According to the National Institute of Mental Health, ADHD cannot be cured, but it can be controlled. For many children with ADHD, an effective form of treatment is stimulant medication. Some well-known varieties include: Adderall, Concerta, Daytrana, Desoxyn, Dexedrine, Dextrostat, Focalin, Metadate, Methylin, Ritalin, and Vyvanse. These drugs seem to have a calming effect on children with ADHD, and reduce hyperactivity and impulsivity while improving their ability to focus, work, and learn. They may also improve physical coordination. Stimulant medications are prescribed in either short-acting or long-acting forms, based on each child’s specific needs. Another option is a non-stimulant medication called Stratera. Nevertheless, some parents may feel uneasy about giving their children prescription medications because of their potential side effects, such as decreased appetite, sleep problems, tics, and flat affect. Usually, there is only a small chance of dependence or substance abuse concerning stimulant medications.

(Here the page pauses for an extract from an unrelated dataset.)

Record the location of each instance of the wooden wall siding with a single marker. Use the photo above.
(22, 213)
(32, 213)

In addition, The National Institute of Mental Health shows evidence that behavioral therapy may be used effectively in the treatment of ADHD, (alone or in combination with stimulant medications.) Parents and teachers are encouraged to help children control their behaviors by giving them positive or negative feedback for certain behaviors, clear rules, routines, and chore lists. One example is using a Daily Report Card or eDRC. The role of the parent is crucial in promoting relaxation and controllability, and parenting skills training may be of great help to some families. Therapists help to teach children social skills, such as how to read facial expressions and how to respond appropriately in certain situations. According to the Official Journal of the American Academy of Pediatrics, behavioral parent training (BPT) and behavioral classroom management have both proven to show positive effects on children’s behavior. However, behavioral peer interventions (BPI) have produced minimal effects on children’s social functioning and parent ratings. Behavioral interventions may be particularly helpful in children with some, but not enough, hyperactive/impulsive behaviors to meet the full diagnostic criteria for ADHD.
All in all, symptoms of ADHD may be debilitating and disruptive to a child’s everyday life. By exploring the possibilities of treatment, both parents and children are given the ability to maintain and treat the disorder accordingly.